De manière semblable, Toynbee et Phillips ont conclu qu'il est nécessaire de donner un vernis libéral à leur adhésion à des vues réactionnaires.

Ils disent, en fait, que les musulmans britanniques ne peuvent jouir de l'égalité politique avec d'autres citoyens qu'à condition de renoncer à leur religion.

Pour des gens qui créent une telle agitation sur l'importance d'enseigner l'histoire britannique afin de créer une identité nationale britannique, Phillips et Toynbee semblent être excessivement ignorants des dispositifs les plus fondamentaux de cet enseignement. Ils veulent rendre les droits politiques dépendants de la croyance religieuse personnelle, ce qui serait un recul historique d'une proportion monumentale.

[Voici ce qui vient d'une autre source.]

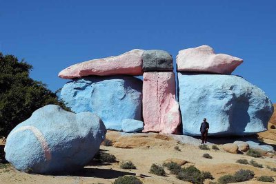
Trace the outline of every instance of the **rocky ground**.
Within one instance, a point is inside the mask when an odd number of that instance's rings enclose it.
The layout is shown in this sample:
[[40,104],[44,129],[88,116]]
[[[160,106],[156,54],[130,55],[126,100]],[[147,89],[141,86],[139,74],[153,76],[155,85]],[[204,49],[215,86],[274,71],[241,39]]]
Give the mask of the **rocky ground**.
[[[276,145],[275,129],[270,129],[259,135],[264,141]],[[198,140],[195,139],[186,139],[187,143],[183,143],[175,140],[174,136],[154,133],[126,134],[109,131],[106,137],[112,142],[112,146],[101,145],[101,151],[114,154],[117,163],[99,163],[92,161],[82,171],[70,176],[30,174],[17,171],[9,164],[1,164],[0,183],[112,183],[117,178],[124,175],[138,176],[144,183],[188,183],[177,179],[175,175],[170,174],[168,170],[166,170],[166,176],[149,173],[152,163],[162,164],[168,159],[186,163],[182,167],[194,165],[201,171],[208,171],[215,177],[214,181],[222,175],[234,173],[239,169],[248,169],[255,174],[253,180],[244,183],[260,183],[256,178],[262,175],[272,176],[276,178],[276,172],[266,168],[267,165],[276,167],[275,157],[273,155],[253,158],[245,154],[231,154],[224,151],[222,145],[219,144],[217,145],[219,150],[202,150],[198,147]],[[189,141],[192,144],[188,144]],[[178,146],[180,151],[175,150],[175,146]],[[210,144],[209,147],[211,147]],[[3,147],[2,144],[2,150]],[[208,153],[213,159],[203,158],[204,153]],[[264,167],[258,168],[236,163],[237,159],[241,159],[248,161],[253,159]],[[120,168],[120,162],[123,161],[131,161],[136,165],[137,170]],[[209,183],[210,181],[211,180],[206,180],[205,183]]]

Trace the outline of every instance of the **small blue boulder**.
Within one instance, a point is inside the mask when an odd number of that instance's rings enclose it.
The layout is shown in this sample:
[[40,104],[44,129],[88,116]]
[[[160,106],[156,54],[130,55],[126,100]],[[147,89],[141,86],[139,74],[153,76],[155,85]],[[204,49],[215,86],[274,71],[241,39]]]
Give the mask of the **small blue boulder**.
[[10,133],[6,159],[20,171],[66,174],[81,169],[99,151],[106,130],[97,115],[48,105]]
[[121,121],[121,128],[128,133],[139,132],[144,129],[144,122],[135,119],[124,119]]
[[97,76],[67,83],[61,97],[72,111],[96,113],[107,129],[121,131],[124,119],[141,120],[141,91],[139,79]]
[[211,135],[248,135],[267,130],[273,106],[259,88],[233,75],[178,73],[183,133],[199,136],[204,118]]

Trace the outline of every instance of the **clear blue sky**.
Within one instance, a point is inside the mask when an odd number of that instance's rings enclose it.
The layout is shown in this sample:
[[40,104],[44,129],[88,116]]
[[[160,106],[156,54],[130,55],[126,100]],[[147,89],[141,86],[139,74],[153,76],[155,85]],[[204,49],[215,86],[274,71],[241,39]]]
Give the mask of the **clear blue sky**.
[[134,48],[203,44],[244,60],[233,74],[276,103],[276,1],[0,0],[0,51],[34,67],[52,91],[62,69]]

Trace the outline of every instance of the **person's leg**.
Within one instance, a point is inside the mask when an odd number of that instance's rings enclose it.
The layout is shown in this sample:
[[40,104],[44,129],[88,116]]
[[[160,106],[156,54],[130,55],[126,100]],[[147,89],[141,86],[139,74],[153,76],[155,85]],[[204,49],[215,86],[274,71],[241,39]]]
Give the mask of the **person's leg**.
[[204,143],[204,132],[201,132],[201,144]]
[[207,136],[208,136],[208,132],[204,132],[204,143],[207,143]]

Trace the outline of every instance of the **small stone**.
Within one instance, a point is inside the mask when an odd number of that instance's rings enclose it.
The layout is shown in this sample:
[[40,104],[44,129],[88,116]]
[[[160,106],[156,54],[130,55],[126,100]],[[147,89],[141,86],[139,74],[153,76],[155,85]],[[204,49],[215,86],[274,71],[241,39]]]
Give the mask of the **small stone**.
[[249,150],[249,145],[244,141],[235,141],[234,144],[239,147],[239,151],[246,152]]
[[233,143],[224,144],[222,145],[222,148],[224,150],[224,151],[233,154],[237,154],[239,150],[239,147],[237,145]]
[[143,56],[144,72],[172,71],[172,57],[159,50],[145,50]]

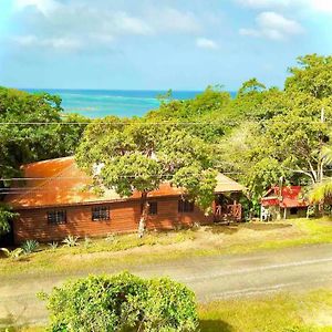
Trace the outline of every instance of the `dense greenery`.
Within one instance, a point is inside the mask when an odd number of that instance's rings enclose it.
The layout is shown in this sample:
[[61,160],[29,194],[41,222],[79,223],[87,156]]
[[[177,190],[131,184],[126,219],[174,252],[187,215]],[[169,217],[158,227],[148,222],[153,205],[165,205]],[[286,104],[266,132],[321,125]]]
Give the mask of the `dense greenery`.
[[195,294],[167,278],[127,272],[91,276],[54,288],[48,300],[53,332],[196,331]]
[[63,124],[87,120],[62,111],[59,96],[0,87],[0,178],[19,175],[21,164],[74,153],[85,125]]
[[146,226],[148,194],[165,180],[186,188],[203,209],[214,200],[211,147],[176,125],[114,116],[96,120],[84,132],[76,160],[100,189],[115,188],[122,197],[135,190],[142,195],[139,236]]
[[[212,168],[232,173],[253,203],[274,184],[314,187],[322,200],[332,175],[331,115],[332,56],[317,54],[298,59],[282,90],[250,79],[234,98],[220,86],[188,101],[169,92],[143,118],[94,121],[83,139],[86,120],[63,117],[59,97],[1,87],[0,177],[18,174],[22,163],[73,154],[81,142],[79,165],[100,188],[115,187],[121,196],[138,190],[145,207],[148,193],[166,179],[208,207]],[[38,125],[44,122],[50,125]]]
[[9,221],[15,216],[9,206],[0,204],[0,236],[10,230]]

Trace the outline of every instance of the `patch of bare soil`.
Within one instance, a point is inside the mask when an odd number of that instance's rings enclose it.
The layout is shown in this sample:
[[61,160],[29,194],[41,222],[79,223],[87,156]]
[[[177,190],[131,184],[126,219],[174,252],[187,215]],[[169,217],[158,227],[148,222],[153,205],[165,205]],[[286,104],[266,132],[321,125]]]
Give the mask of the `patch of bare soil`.
[[302,318],[303,321],[309,325],[319,328],[332,326],[332,308],[311,310],[310,312],[304,313]]
[[301,232],[291,224],[234,224],[204,226],[195,231],[195,239],[170,245],[154,245],[131,248],[122,251],[102,251],[81,255],[64,255],[68,261],[93,259],[116,259],[131,255],[145,256],[153,253],[167,255],[175,251],[226,249],[230,246],[257,243],[267,240],[284,240],[295,238]]

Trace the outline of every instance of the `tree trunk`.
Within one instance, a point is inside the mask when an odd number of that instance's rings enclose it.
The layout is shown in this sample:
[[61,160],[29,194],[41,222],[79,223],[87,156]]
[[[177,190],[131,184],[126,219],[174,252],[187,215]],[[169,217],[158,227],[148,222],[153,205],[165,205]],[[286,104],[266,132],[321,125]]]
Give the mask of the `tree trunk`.
[[138,224],[138,237],[142,238],[146,228],[146,220],[148,216],[148,201],[147,201],[147,193],[142,193],[142,212]]

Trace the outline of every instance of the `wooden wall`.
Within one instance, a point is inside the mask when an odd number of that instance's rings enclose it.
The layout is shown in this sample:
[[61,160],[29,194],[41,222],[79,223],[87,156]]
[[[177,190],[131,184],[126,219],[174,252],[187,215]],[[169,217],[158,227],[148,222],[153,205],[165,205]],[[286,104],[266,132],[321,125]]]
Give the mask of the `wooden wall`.
[[[173,229],[178,225],[190,226],[194,222],[210,224],[212,216],[206,217],[195,207],[194,212],[178,214],[178,198],[159,198],[158,214],[149,216],[148,229]],[[104,204],[103,204],[104,205]],[[17,210],[20,217],[14,221],[14,241],[20,243],[28,239],[41,242],[62,240],[68,235],[79,237],[106,236],[110,232],[136,231],[141,216],[139,200],[111,203],[111,218],[106,221],[92,221],[91,208],[96,205],[80,205],[60,209],[66,210],[66,224],[50,225],[46,219],[49,210],[54,208],[38,208]]]

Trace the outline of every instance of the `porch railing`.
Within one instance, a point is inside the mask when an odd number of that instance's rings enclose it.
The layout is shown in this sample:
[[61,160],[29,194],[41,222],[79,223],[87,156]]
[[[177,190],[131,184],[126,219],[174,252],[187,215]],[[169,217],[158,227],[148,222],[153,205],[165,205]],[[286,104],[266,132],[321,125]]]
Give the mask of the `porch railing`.
[[215,221],[240,221],[242,219],[242,206],[234,205],[217,205],[215,208]]

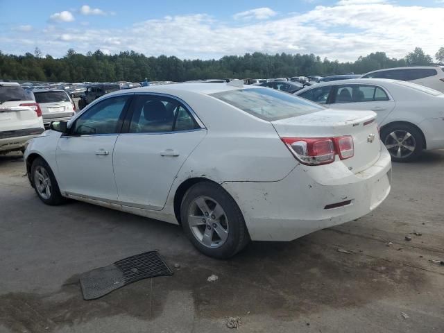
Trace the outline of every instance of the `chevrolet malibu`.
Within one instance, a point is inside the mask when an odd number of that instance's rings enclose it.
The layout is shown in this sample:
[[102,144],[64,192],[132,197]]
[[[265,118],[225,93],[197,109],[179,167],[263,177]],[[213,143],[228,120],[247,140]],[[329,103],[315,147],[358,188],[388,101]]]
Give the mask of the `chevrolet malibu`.
[[25,159],[46,204],[180,224],[202,253],[228,258],[375,209],[391,166],[375,119],[239,81],[150,86],[53,122]]

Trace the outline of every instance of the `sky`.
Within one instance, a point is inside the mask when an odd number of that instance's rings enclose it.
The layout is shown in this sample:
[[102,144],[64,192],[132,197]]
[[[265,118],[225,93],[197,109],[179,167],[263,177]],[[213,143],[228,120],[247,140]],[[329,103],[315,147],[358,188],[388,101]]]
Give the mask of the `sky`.
[[339,61],[444,46],[444,0],[0,0],[0,51],[134,50],[181,59],[255,51]]

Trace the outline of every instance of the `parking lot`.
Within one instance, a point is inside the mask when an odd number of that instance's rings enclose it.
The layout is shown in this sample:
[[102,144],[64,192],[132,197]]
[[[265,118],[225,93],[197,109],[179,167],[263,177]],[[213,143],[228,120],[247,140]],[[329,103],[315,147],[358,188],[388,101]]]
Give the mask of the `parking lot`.
[[[429,261],[444,259],[444,151],[394,163],[372,214],[228,261],[199,253],[176,225],[44,205],[24,173],[21,154],[0,155],[1,333],[227,332],[230,316],[239,332],[444,331],[444,266]],[[83,300],[80,274],[154,249],[173,276]]]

Excepté en Irlande du Nord, les droits civiques en Grande-Bretagne ne sont plus basés sur l'affiliation religieuse depuis plus de 150 ans. Catholiques et membres de sectes protestantes autres que l'Eglise Anglicane furent écartés des postes de fonctionnaires et de l'adhésion aux universités jusqu'à l'abrogation du 'Test and Corporations Act' en1828 et la 'Catholic Emancipation' en 1829. À ce moment, l'élite dirigeante britannique se rendit compte qu'elle avait tout intérêt à mobiliser le plus possible les membres respectables de la bourgeoisie des minorités religieuses contre la présence politique émergente de la classe ouvrière.

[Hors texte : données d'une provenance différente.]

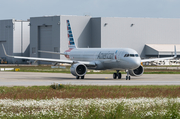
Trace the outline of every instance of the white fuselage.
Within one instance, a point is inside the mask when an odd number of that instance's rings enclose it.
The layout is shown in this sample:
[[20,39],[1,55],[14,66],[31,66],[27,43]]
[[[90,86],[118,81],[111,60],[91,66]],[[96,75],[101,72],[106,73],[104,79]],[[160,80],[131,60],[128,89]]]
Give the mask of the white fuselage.
[[65,52],[70,60],[96,63],[96,70],[136,69],[141,65],[138,53],[130,48],[78,48]]

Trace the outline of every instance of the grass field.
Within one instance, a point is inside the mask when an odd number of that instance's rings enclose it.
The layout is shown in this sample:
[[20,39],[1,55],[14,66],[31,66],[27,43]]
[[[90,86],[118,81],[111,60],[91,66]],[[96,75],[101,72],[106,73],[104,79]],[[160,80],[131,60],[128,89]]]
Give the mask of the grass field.
[[0,87],[0,118],[180,118],[180,86]]
[[[70,73],[70,66],[67,66],[66,69],[51,68],[51,66],[0,66],[0,68],[20,68],[20,72]],[[114,70],[102,70],[100,72],[93,72],[93,70],[89,70],[87,74],[113,74],[114,72]],[[125,71],[121,71],[121,73],[125,74]],[[180,70],[145,69],[144,74],[180,74]]]
[[[57,88],[57,89],[55,89]],[[180,97],[180,86],[73,86],[0,87],[0,99]]]
[[[70,73],[69,67],[14,68],[20,68],[21,72]],[[114,71],[88,73],[112,74]],[[180,74],[180,70],[146,69],[144,73]],[[0,119],[180,119],[179,97],[180,86],[0,87]]]

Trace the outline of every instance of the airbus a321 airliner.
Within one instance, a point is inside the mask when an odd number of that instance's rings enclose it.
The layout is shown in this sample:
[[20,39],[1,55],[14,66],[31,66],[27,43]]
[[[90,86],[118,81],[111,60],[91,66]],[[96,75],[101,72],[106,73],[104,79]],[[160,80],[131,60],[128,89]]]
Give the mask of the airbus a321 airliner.
[[77,48],[73,38],[70,22],[69,20],[66,20],[66,22],[69,49],[64,53],[50,51],[39,52],[64,55],[68,60],[10,56],[6,54],[5,48],[2,44],[5,55],[19,59],[71,64],[70,71],[72,75],[76,76],[76,79],[84,79],[87,69],[116,70],[116,73],[113,74],[113,78],[121,79],[121,73],[119,71],[125,70],[127,72],[126,80],[130,80],[130,76],[140,76],[143,74],[144,68],[141,65],[142,62],[174,59],[177,56],[176,47],[174,47],[174,57],[156,59],[141,59],[138,53],[131,48]]

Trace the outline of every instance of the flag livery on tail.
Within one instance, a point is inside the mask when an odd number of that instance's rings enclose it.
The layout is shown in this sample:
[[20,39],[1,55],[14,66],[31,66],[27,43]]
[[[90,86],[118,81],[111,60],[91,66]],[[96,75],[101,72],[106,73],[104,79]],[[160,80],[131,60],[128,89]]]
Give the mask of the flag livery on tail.
[[67,20],[67,32],[69,39],[69,44],[68,44],[69,49],[76,48],[69,20]]

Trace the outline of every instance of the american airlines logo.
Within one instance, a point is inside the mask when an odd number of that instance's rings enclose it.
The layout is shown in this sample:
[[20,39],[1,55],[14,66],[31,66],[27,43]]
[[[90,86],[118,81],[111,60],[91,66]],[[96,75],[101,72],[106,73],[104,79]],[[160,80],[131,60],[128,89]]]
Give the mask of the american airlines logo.
[[98,59],[113,59],[114,53],[99,53]]

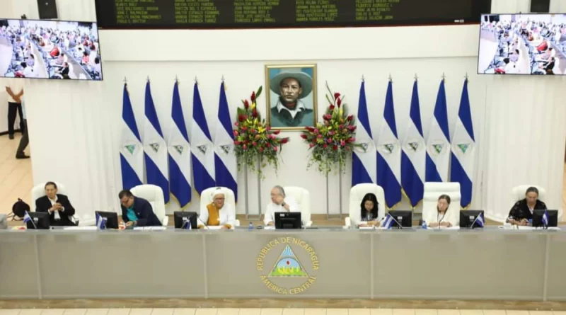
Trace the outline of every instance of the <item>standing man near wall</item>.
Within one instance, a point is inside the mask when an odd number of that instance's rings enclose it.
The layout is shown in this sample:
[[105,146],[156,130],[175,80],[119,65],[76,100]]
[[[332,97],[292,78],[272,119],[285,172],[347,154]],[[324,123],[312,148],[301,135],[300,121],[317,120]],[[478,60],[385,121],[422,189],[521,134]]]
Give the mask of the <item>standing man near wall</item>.
[[20,113],[20,131],[23,133],[23,113],[22,112],[21,98],[23,97],[23,81],[21,79],[13,79],[6,86],[8,92],[8,134],[10,139],[13,139],[13,124],[16,122],[16,111]]

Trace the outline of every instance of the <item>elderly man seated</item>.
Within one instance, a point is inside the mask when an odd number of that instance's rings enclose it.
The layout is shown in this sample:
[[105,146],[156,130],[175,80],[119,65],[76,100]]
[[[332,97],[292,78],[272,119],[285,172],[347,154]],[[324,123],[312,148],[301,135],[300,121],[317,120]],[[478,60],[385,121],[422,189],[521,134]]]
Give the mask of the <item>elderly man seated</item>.
[[296,202],[291,196],[285,196],[282,187],[277,185],[271,190],[271,202],[267,204],[263,222],[265,225],[275,224],[275,212],[299,212]]
[[224,203],[226,195],[221,188],[216,188],[212,193],[212,202],[200,210],[199,229],[207,227],[221,227],[221,229],[231,229],[236,223],[236,210],[231,205]]

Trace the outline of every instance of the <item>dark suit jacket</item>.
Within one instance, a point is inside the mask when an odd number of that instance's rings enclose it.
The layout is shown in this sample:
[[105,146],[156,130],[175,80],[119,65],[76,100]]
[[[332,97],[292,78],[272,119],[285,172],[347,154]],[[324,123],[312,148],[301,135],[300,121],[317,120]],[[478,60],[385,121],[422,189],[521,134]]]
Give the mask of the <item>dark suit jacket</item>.
[[[535,205],[535,210],[546,210],[546,205],[541,200],[537,200]],[[517,201],[513,205],[511,211],[509,212],[509,216],[513,217],[516,220],[521,220],[523,219],[533,219],[533,214],[529,210],[529,206],[526,205],[526,199]]]
[[[75,225],[69,216],[74,215],[75,208],[71,205],[69,198],[64,195],[57,194],[57,202],[64,208],[64,211],[59,211],[59,215],[61,217],[60,220],[55,220],[55,212],[51,212],[49,216],[49,223],[52,226],[73,226]],[[49,208],[52,207],[51,202],[49,201],[47,196],[43,196],[37,198],[35,200],[35,212],[48,212]]]
[[[128,219],[128,210],[125,207],[122,207],[122,219],[125,222],[129,221]],[[137,216],[138,227],[161,227],[161,222],[157,218],[151,208],[149,202],[144,198],[134,197],[134,212]]]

Phillips continue ardemment sa campagne pour soutenir un programme sur le modèle de celui de Pym Fortuyn. Dans son dernier discours il condamne l'autorité éducative municipale de Manchester (Manchester Education Authority) pour avoir essayé d'accomplir son devoir statutaire d'instruire tous les enfants sous sa responsabilité en fournissant des équipements éducatifs pour les élèves qui font des visites prolongées au Bangladesh. Avec une effronterie stupéfiante, il blâme les Britanniques d'origine africaine pour l'augmentation des infections par le virus du sida. Il continue en réclamant que le jour de la Saint George devienne un jour férié national en Angleterre, et ce afin de reconnecter la nation avec son histoire. Cette histoire est particulièrement significative dans le cas de la Saint George, dont on prétend qu'il serait apparu aux armées de croisés avant la bataille d'Antioch en 1098. Les remarques de Phillips équivalent à un plaidoyer pour une croisade contre l'Islam.

Nous avons ici des déclarations qui, il fut un temps, n'auraient pu sortir que de la bouche de personnes d'extrême droite. Mais elles ont été prononcées par le CER. Un homme dont le travail consiste ostensiblement à défendre les personnes issues des minorités ethniques confrontées à la discrimination, incite, en fait, à la haine raciale, avec le soutien entier des voix dominantes de l'élite politique libérale ainsi que travailliste.